Alabama has hired Louisville graduate assistant Noah Fisher to serve as assistant tight ends coach, according to CBS Sports.
Fisher spent the last two years with the Cardinals working with both the offensive line and tight ends and will now bring that experience working under noted offensive mind Jeff Brohm to the SEC.
What makes this move particularly interesting is the connection that's already in place in Tuscaloosa.
Fisher will be reuniting with Richard Owens, who coaches the tight ends for Kalen DeBoer's Crimson Tide staff.
The two worked together at Louisville, where Owens - who formally joined the staff back in February - coached the offensive line for Brohm and the Cardinals before making the move to Alabama. But the relationship goes deeper than just a shared coaching stop, as Fisher actually played for Owens.
Before joining the Louisville staff, Owens was the offensive line coach at South Alabama in 2016-17. Fisher was on that roster as the team's starting left tackle for a few seasons from 2014-17 before deciding to transfer to Tulane in the spring of 2018. So this isn't just a hire built on a couple years of professional overlap, it's a reunion of a coach and player whose relationship stretches back to the recruiting process and developed further into coach and player and eventually colleagues.
That kind of trust matters, especially when you're talking about a role inside one of the most scrutinized programs in college football.
For coaches climbing the ladder, Fisher's trajectory is worth noting. Two years as a graduate at a Power conference program, working with both the offensive line and tight ends, and now he's stepping into a larger assistant role at Alabama. That's a meaningful jump, and it speaks to both what he put on tape as a young coach at Louisville and what Owens saw in him long before that.
DeBoer continues to build out his staff with a mix of proven coordinators and hungry young coaches who have something to prove.
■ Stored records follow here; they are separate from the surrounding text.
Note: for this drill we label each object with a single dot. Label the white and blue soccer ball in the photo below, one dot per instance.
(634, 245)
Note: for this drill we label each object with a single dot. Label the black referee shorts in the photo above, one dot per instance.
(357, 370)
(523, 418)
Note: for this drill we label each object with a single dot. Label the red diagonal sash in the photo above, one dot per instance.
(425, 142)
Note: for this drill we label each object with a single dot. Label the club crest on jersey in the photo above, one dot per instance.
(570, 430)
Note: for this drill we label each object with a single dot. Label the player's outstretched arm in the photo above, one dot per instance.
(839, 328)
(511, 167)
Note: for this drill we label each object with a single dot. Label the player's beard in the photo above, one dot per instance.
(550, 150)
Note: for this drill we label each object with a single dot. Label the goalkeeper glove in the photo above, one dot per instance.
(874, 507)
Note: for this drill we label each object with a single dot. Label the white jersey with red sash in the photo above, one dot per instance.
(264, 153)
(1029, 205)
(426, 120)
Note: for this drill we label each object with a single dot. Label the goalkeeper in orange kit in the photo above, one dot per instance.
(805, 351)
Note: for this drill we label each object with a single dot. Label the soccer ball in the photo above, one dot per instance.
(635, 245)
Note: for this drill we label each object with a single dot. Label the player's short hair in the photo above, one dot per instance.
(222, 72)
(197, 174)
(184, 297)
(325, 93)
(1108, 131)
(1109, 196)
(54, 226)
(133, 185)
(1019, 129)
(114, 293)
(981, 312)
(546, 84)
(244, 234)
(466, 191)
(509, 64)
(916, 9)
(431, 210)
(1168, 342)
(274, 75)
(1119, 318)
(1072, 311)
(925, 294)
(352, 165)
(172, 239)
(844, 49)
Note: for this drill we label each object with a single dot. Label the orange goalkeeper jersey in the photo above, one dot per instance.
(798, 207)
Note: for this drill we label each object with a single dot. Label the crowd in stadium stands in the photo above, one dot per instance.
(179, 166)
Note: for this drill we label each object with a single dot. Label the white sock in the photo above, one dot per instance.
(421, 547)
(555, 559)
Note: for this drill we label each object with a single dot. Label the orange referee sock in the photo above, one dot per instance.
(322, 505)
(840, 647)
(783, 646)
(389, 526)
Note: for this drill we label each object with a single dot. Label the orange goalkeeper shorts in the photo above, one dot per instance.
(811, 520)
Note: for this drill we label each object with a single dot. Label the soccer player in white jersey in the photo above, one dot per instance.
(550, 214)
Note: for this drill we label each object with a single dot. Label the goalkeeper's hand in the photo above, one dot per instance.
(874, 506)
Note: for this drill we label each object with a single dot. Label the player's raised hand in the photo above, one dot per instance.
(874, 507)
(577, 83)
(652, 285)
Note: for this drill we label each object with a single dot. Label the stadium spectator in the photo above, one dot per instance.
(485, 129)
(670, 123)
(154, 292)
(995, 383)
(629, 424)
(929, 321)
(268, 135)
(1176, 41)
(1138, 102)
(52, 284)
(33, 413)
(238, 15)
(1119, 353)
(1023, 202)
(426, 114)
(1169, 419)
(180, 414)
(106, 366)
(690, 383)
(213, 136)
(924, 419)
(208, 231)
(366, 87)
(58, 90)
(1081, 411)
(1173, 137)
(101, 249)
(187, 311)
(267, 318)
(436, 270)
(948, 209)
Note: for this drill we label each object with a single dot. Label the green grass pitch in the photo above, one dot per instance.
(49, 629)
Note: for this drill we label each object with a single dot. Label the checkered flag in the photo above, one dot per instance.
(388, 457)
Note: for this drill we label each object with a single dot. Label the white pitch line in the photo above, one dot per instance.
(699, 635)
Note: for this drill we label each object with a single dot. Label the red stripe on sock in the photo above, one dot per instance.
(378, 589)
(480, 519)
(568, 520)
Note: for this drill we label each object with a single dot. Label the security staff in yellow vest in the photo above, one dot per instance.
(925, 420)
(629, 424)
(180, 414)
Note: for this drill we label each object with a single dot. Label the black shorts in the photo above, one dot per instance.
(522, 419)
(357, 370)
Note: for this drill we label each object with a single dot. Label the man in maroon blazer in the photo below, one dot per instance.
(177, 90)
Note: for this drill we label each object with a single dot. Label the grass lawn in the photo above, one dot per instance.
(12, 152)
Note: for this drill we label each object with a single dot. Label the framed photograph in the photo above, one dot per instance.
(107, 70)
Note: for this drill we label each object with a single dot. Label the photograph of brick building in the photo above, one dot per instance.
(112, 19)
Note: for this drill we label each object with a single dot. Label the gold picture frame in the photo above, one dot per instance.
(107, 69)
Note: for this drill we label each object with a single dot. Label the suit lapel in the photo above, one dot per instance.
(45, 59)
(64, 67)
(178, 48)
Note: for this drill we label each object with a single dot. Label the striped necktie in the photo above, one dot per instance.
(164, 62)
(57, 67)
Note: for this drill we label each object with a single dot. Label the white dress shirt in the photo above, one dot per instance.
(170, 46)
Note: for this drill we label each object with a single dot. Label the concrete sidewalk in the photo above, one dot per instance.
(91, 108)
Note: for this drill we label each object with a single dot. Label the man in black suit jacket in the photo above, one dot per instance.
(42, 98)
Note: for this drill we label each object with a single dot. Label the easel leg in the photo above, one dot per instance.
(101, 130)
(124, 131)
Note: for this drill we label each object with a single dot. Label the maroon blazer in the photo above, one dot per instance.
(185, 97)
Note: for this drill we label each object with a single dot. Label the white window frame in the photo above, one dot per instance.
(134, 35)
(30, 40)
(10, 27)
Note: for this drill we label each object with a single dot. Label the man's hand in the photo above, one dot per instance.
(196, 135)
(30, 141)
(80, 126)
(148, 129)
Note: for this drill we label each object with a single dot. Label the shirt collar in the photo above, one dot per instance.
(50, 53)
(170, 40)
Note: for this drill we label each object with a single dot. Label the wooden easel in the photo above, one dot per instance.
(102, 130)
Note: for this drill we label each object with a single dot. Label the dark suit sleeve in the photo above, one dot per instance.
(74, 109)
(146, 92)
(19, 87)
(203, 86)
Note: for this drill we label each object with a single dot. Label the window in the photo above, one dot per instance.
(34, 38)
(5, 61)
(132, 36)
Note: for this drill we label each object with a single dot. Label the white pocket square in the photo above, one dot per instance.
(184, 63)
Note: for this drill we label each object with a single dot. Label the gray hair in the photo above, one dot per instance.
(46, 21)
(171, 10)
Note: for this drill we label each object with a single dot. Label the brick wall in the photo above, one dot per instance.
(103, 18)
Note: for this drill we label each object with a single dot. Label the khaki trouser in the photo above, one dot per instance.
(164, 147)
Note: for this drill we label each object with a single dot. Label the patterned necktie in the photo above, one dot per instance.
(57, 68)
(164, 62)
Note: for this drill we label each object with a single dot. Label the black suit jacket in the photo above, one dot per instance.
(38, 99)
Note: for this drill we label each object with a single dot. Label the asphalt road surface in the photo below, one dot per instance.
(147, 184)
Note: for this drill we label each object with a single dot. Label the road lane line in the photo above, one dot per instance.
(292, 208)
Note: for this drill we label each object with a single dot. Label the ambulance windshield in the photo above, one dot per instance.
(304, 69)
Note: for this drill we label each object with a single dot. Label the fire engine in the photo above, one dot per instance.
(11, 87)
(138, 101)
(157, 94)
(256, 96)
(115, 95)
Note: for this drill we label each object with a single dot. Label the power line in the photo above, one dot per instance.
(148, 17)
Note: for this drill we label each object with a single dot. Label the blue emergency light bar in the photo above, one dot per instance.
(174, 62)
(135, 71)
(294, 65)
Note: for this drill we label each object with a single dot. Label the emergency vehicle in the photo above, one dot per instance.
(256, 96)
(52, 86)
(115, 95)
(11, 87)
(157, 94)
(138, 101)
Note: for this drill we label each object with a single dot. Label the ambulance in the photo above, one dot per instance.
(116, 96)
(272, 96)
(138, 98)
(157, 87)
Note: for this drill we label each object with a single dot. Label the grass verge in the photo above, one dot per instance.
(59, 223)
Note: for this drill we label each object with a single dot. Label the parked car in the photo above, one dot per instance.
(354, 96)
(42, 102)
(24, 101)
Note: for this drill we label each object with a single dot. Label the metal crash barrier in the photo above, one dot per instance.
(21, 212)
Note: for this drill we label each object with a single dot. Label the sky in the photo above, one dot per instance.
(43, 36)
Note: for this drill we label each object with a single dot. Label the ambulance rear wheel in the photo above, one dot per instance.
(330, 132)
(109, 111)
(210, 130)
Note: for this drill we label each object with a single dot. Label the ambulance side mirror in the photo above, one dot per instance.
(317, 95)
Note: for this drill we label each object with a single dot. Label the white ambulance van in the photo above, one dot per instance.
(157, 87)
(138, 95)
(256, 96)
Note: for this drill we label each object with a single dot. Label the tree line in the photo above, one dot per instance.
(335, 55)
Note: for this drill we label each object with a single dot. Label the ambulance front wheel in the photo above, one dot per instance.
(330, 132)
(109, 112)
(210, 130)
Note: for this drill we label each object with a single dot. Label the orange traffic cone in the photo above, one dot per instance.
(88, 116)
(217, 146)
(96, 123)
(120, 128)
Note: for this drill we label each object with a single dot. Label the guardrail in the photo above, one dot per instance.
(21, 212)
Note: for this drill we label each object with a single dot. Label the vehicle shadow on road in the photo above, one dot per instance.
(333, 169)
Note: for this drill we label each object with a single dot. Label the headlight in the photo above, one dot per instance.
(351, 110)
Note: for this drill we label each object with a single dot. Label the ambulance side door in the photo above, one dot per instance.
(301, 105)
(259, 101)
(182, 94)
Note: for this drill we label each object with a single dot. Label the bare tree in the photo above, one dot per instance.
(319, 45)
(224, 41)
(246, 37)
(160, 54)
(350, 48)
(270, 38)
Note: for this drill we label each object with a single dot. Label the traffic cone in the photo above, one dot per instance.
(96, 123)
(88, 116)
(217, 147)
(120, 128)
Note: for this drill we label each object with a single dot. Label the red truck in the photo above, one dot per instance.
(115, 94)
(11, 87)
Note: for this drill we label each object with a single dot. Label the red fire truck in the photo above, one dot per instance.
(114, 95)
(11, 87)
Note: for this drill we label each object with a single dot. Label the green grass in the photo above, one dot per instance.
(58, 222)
Fisher fits squarely in that second category, and he's walking into a room where the position coach already knows and believes in him.
After a 9-4 debut season where he stepped into the most daunting job in college football after taking over for Nick Saban in one of college football's biggest pressure cookers, DeBoer followed that up with a 11-4 second-season last fall that included a first-round win in the College Football Playoff before losing to eventual national champion Indiana in the Rose Bowl 38-3.